Они помолчали еще, присматриваясь, вспоминая, начиная привыкать заново. Было время, когда каждый день — рядом. Работа и дружба. Дружба и работа. Девчонки, было такое дело, ревновали даже. И к дружбе, и к работе.
— Ну, пошли, значит?
— У меня тут гостинцы с собой. Народ приветы тебе передает.
— Наши гостинцы, мужские? Сегодня же и оприходуем, посидим с тобой вечерком. Пошли, пошли, тут совсем близко — пешком, так всего минут десять. И по деревне заодно пройдешь, оглядишься у нас тут немного. Да и мне заодно будет лестно — вон какие люди ко мне ездят! Уникальные, черт побери!
— Да ладно тебе… Мне и так уже бывает… Стыдно, что ли. Что я сделал-то такого особого?
Что он сделал — знал весь мир. Сделал он и такие же, как он. Молодые еще, а уже доктора наук, академики. Орденоносцы. И дело не в статьях или монографиях — в самом их научном деле. Проколы пространства, перенос предметов все большей и большей массы на определенное заданием и точно вымеренное расстояние. Наконец, эксперимент с человеком. И все это за каких-то пять лет. То есть, уже почти шесть, выходит.
— А ты-то здесь как?
— Я здесь, дружище, учительствую. Как в старых книгах, как в кино. История у меня во всех классах, обществоведение разное… А бывает даже, что и физкультура. Вот ты не смейся, не смейся — у нас тут такая специфика, что каждый — за каждого. Кадров-то нет лишних, чтобы замены делать.

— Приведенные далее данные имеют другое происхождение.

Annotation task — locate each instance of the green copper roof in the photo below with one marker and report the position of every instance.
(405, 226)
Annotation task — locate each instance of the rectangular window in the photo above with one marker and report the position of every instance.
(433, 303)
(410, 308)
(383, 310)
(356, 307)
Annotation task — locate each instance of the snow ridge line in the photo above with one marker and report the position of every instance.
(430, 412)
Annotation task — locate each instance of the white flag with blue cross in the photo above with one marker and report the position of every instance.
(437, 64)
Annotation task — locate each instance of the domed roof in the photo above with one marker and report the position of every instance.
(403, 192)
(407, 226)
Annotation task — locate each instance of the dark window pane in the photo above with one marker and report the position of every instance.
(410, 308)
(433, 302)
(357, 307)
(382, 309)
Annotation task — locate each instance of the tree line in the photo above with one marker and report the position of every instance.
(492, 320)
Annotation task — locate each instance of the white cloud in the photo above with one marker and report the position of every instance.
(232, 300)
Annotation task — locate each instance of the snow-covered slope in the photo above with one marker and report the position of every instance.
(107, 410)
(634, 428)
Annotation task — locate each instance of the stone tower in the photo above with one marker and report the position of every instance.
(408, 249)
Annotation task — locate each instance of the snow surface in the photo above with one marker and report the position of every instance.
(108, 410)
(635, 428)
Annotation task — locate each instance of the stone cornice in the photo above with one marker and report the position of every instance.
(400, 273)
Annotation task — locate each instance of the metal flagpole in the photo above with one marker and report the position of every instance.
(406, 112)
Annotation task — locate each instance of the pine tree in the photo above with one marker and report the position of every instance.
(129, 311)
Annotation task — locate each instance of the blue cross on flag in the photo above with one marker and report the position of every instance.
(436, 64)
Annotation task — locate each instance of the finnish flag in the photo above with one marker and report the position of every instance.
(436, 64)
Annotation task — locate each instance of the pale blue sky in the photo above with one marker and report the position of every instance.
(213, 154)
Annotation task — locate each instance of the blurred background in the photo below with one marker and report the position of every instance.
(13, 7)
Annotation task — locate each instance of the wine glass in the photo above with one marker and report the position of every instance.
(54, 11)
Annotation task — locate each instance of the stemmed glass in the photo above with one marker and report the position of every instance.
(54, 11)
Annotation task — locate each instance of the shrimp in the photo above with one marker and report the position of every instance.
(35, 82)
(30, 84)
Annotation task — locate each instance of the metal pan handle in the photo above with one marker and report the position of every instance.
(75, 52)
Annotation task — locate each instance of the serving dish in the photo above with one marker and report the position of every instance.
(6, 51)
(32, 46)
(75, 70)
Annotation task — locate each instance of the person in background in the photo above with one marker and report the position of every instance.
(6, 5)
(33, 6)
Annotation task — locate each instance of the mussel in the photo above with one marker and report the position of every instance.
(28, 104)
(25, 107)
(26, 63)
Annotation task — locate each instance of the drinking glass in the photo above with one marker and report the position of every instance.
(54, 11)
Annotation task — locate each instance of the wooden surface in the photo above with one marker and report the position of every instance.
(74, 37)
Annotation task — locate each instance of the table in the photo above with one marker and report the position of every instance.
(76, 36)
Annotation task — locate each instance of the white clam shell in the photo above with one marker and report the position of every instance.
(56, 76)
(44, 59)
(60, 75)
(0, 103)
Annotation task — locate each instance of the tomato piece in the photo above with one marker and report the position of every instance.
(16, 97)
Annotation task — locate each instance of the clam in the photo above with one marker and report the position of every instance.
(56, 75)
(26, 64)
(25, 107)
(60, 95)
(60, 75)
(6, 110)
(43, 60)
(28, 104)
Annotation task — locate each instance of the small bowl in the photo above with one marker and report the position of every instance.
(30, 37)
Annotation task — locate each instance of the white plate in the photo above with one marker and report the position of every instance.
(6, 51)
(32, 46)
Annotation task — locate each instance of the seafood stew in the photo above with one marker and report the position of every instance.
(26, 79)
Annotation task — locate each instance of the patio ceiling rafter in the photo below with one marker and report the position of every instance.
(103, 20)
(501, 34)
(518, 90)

— Пишешь? — прищурился приезжий.
— Пишу помаленьку, ага. Пытаюсь, вернее. Но всякая текучка бытовая одолевает, понимаешь. Времени совсем ни на что не хватает. То одно вдруг наваливается, то другое… Тут, ведь, знаешь, само время совсем иначе течет. Прямо, как в наших теориях, — хохотнул смущенно местный. — У вас вот оно быстро. У нас — медленно. Вроде как. А присмотришься, у вас вон сколько сделано, а у нас — как будто вчера приехал. Другое время.
— Вот, кстати, о времени. Помнишь, ты еще тогда говорил именно об этом, что оно течет с разной скоростью? А теперь, представь, что мы это вот все экспериментально доказали! Представил, да? А теперь, как настоящий писатель-фантаст придумай следующий шаг! Ну, что дальше?
— Да ладно, какой я тебе писатель, — смущенно улыбнулся встречающий.
Смущенно-то смущенно, но видно, что понравилось.
— Ну, я бы, наверное, сказал далее о проколах пространственно-временного континуума и возможности путешествия не только в пространстве, но и во времени.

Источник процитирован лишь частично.